雪だるまかBB-8か!元旦に探査機が到達した最遠天体の姿

サイエンスニュース

2019年の初日にNASAの探査機「ニュー・ホライズンズ」が、冥王星よりも遠い小天体「アルティマ・スーリー」に到達し、その姿をカメラでとらえて地球に送ってきました。探査機が到達した天体としてはもちろん最遠の天体ということになります。

アルティマ・スーリーは、カイパーベルトと呼ばれる領域にある小天体です。カイパーベルトは海王星軌道よりも外側にある、多くの天体が散らばる領域のことを言います。
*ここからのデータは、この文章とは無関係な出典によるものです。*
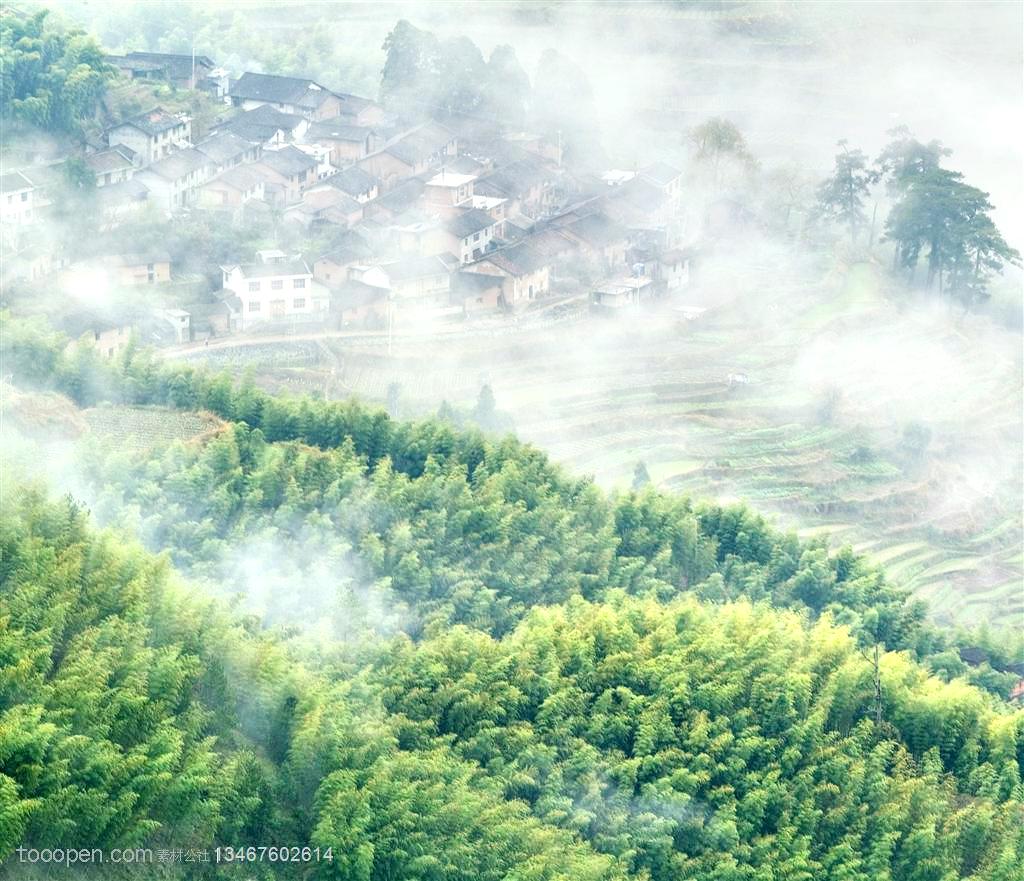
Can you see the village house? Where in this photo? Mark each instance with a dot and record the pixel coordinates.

画像からは天体上の凹凸から色の変化までもはっきりと見て取れます。その姿は、まるで雪だるまかスターウォーズに出てくるドローン「BB-8」のようです。2つの丸い天体が重力でくっつくことでこのような形になりました。

Credit: NASA

小惑星がこのような形をしていたことが明らかになったことで、「惑星がその形成過程で小さな岩がゆっくりと集まる」という説の信用度が増すことになりました。アルティマ・スーリーは、太陽系内の天体の中でも、最も古く変化の少ない天体であると考えられています。そのため、どのようにこの天体が形成されたのかがわかれば、惑星がどのように形成されたのかが明らかになる可能性があるのです。

 

28,000km離れた位置からの観察からは、アルティマ・スーリーが長さ33kmの大きさであることがわかりました。2つの球の比率は1対3です。2つの天体が接合している部分は狭くなっていて、そこは天体の他の部分よりも白くて明るくなっています。これは、表面にある小さな粒子がこの「首」部分へと転がり落ちたためであると説明されています。この明るい部分は太陽光の13%を反射していて、一方の暗い部分は6%しか反射していません。
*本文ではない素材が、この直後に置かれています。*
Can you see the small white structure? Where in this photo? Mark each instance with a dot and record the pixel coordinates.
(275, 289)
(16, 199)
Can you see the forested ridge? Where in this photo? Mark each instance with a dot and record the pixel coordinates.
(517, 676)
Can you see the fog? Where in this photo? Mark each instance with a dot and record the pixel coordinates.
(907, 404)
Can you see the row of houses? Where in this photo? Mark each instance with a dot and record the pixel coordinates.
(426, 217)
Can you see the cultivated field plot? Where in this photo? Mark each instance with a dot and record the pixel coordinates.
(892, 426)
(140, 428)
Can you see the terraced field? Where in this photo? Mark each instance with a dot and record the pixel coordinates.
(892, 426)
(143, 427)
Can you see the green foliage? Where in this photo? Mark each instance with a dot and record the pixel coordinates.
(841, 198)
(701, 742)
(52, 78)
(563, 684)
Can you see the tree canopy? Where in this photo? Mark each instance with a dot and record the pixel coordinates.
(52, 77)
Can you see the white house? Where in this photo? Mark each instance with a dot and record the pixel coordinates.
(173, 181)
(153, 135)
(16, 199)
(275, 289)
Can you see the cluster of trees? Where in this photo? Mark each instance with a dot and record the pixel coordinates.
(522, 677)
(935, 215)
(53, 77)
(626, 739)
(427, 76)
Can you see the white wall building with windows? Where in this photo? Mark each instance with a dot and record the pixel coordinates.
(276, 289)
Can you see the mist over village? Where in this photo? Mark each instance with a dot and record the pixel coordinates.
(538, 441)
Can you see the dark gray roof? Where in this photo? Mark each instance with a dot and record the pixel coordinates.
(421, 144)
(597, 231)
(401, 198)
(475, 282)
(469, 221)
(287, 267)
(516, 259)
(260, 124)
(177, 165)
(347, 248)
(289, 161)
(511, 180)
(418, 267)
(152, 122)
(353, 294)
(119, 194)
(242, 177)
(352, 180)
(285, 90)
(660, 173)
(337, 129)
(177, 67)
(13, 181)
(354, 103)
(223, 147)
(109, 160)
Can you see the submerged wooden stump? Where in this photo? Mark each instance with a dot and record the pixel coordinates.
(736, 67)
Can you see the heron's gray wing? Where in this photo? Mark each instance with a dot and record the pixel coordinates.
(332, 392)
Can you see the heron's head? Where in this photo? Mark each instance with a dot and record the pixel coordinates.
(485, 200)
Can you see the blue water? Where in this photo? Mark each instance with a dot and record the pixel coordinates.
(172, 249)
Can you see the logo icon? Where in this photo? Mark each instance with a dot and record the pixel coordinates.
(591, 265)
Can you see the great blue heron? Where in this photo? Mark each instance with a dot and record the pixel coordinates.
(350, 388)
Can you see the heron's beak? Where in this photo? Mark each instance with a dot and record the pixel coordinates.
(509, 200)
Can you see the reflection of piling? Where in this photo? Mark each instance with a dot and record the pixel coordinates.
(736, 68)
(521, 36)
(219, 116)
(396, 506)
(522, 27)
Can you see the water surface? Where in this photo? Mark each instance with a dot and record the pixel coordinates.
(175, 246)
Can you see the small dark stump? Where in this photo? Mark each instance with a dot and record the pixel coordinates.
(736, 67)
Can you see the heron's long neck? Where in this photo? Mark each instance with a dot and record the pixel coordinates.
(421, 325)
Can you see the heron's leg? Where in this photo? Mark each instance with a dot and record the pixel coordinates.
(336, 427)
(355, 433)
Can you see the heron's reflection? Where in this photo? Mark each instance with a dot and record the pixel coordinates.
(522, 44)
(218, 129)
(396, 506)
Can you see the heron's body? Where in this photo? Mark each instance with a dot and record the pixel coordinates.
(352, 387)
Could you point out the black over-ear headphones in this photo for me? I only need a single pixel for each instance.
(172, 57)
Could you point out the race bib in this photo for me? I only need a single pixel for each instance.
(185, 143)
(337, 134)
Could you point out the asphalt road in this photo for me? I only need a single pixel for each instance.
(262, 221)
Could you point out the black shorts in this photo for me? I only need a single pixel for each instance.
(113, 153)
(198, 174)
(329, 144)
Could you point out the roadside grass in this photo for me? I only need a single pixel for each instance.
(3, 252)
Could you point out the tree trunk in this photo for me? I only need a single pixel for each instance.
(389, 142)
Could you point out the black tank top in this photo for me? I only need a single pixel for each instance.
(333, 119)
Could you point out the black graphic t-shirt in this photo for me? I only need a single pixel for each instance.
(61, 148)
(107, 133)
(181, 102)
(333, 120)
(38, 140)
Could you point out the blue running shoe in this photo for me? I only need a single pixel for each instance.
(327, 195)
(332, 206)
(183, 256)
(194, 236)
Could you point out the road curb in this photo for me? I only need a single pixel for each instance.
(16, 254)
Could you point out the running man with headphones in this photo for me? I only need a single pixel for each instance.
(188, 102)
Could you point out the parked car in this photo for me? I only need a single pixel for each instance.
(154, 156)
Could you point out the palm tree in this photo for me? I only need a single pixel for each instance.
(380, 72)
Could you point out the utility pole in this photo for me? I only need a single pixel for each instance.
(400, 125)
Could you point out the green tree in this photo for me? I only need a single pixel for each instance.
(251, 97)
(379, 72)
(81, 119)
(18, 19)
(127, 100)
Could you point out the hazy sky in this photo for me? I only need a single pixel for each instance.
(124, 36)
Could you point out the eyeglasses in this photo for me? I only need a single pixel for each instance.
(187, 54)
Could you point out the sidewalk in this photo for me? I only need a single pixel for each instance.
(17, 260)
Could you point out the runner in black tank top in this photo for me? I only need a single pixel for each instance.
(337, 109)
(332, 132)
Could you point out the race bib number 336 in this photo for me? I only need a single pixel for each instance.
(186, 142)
他にも観測からわかったことは、アルティマ・スーリーが15時間で1回転の自転をしていることです。この数値は、小さな天体として予測される値とぴったり一致するそうです。

小天体は2つの球状の天体からなりますが、それぞれの球は、小さな岩がゆっくりと集まって固まり大きな岩になったと説明されています。そのスピードはぶつかった衝撃で散り散りにならないくらいのスピードです。また、それぞれの球は、大きいほうがアルティマ、小さい方がスーリーと呼ばれていますが、最終的にこの2つの間でも衝突がありました。そのスピードは非常に遅く、ほんの時速数kmです。車で例えると、駐車場に止める時程度のスピードです。

Credit: NASA/JHU APL/SwRI/Steve Gribben

また、ニュー・ホライズンズは、アルティマ・スーリーの色もとらえています。その色は赤く、メタンや窒素の氷が放射線によって変化したことから赤くなったと、研究チームは考えています。しかし、その氷が何でできているのかについてはまだはっきりとはわかっていません。
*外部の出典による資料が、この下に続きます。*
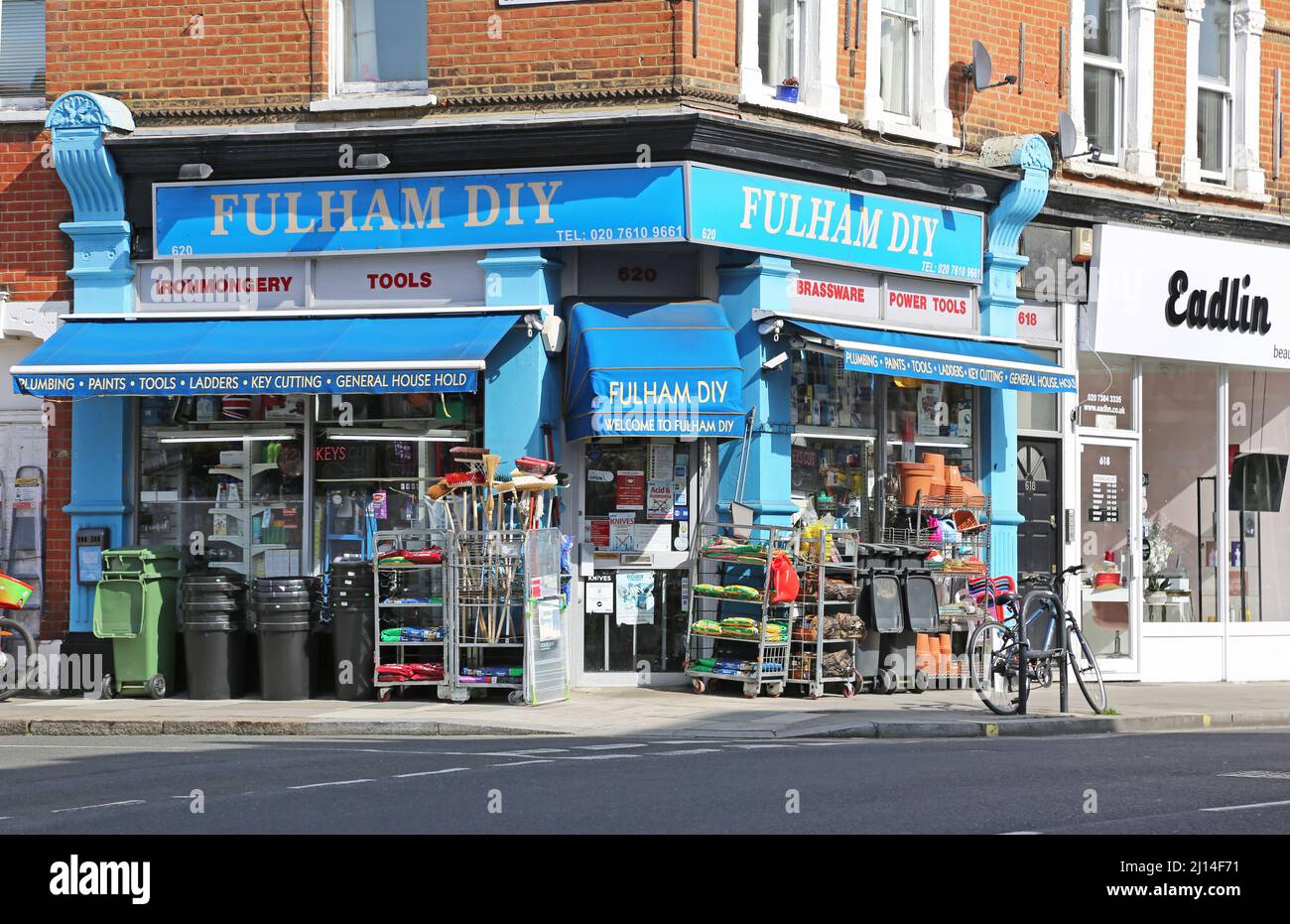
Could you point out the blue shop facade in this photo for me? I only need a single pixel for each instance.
(270, 355)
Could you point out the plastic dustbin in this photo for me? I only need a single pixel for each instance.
(285, 656)
(215, 652)
(353, 652)
(134, 605)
ニュー・ホライズンズは、収集したデータを地球に送り続けています。通信速度はとても遅いため、完了するまでには18ヶ月もかかるそうです。しかし、データが届くたびに新しい発見があるでしょう。雪だるまのようなかわいい小天体ですが、宇宙規模で見ても連星を形成する恒星は多いと言います。宇宙の一般則として、2つの物が引きあうようにできているとすれば、男女がひかれ合うのも宇宙の摂理なのかもしれませんね。

この雪だるまのような天体、実は平べったいせんべいがくっついたような形であることがその後の調べでわかっています。雪だるまじゃなかったみたいです。